Trusting my Savior...

That's all I can do anymore. When things seem to go wrong, I ask the Lord for guidance into the righteous path, and guess what? I always feel so much better. I know the Lord is listening to my prayers and he is answering the ones that are required to direct my life into the path of his plan. I am very grateful for everything I have and I know I'm going into the path that both the Lord and I know is right for my future. The only problem is, I am discouraged daily. People love to put me down. I have prayed long and hard about my career choice and I know that Pediatric Oncology is where the Lord has placed me. I feel my heart tugging there, I will not change my mind. I just wish people would see that I am working so hard to achieve this goal and how important it is to me. I have people telling me that they don't think I can do it, that it's gonna be to hard. Yes, I realize that I have chosen a career that most people dont dream and hope for. But I do. I want to be there so bad. I ache daily because I want to be done with school and working to save babies lives. I cry every time I see a St. Jude commerical of a hurting baby because I want to fix their pain and take it all away. But I know that the Lord is working miracles and a cure will come. I never doubt him. He is so mighty and marvelous. I know that he has big plans for my life and I will succeed at them because I have my God to lean on when times get tough. I have my knees to bow down on when I need to pray. I feel God's presence every second of every day. I know that my life is in his hands. No matter where my life takes me and no matter which hospital I end up at, I will be fine because I will be helping save lives. But not without the help of my God.
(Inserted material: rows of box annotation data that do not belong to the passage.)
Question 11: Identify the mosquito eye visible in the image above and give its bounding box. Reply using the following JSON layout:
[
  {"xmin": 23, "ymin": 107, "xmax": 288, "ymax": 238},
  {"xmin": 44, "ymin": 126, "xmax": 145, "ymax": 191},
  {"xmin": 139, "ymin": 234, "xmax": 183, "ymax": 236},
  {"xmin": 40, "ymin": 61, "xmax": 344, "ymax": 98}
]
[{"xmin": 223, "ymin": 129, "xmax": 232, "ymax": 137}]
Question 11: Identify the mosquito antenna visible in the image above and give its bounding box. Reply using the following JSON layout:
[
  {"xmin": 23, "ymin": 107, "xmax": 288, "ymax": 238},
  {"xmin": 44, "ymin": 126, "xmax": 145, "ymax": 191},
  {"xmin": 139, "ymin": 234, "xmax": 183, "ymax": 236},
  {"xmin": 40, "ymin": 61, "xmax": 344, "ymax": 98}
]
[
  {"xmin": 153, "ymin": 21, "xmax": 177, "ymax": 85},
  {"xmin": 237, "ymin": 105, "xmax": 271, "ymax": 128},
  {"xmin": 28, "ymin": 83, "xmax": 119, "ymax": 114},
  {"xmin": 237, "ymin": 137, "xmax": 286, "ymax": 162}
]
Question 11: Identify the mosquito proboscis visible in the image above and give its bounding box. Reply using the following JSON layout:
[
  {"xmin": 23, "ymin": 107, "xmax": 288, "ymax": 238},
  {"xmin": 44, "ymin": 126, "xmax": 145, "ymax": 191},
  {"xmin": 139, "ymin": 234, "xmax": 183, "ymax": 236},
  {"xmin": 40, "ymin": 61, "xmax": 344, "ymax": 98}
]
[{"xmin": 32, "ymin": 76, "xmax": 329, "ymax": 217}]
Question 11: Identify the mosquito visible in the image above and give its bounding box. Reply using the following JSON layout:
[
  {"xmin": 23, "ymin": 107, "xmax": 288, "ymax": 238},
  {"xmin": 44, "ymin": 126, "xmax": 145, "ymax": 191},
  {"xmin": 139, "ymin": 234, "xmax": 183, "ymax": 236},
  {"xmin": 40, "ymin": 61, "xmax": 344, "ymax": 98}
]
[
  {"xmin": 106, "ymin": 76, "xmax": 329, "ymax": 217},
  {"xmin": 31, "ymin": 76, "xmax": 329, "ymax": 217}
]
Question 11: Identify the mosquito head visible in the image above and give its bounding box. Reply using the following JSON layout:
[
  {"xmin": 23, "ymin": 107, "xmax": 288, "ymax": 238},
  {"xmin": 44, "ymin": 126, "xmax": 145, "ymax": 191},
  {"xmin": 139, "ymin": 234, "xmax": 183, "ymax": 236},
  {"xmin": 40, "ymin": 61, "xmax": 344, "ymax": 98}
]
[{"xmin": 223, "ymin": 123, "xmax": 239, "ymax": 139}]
I hope that I can bring the word of God to all of those suffering and let them know that there is peace in his word. Please pray for me as I continue throughout college, so that God may place all the proper tools and knowledge I need so that I can bring sufferers to him.

(Ephesians 6:10) Finally, be strong in the Lord, and in the strength of his might.
(Isaiah 40:29) He gives power to the weak. He increases the strength of him who has no might.

Saturday, May 7, 2011

Loving my Mommy...

My Mom, Michelle

Everyone always says, I have the best mother anyone could ask for, but I really do. My mom is the best lady I know. She would go to the end of the world for us kids. She makes sure that we have everything we need and works her booty off to cook, clean and make sure we are happy. I realize this is your typical mother's day post about your typical mother BUT just let me tell you what is so different about my mom.

1.She is on fire for God.
The one thing she loves more than her family is God. She has made sure that we knew how wonderful God is and I know she will be going to heaven. There is not a doubt in my mind that my mother is not Godly. She wakes up early every morning just to study her bible and I know she really takes in what she reads. She is not just a Christian for looks or because its the right thing to do, she is a Christian because without her God, she knows she wouldn't be here. I have learned so much fro her faith and I only hope that I can build my relationship with God to be as strong as her's is.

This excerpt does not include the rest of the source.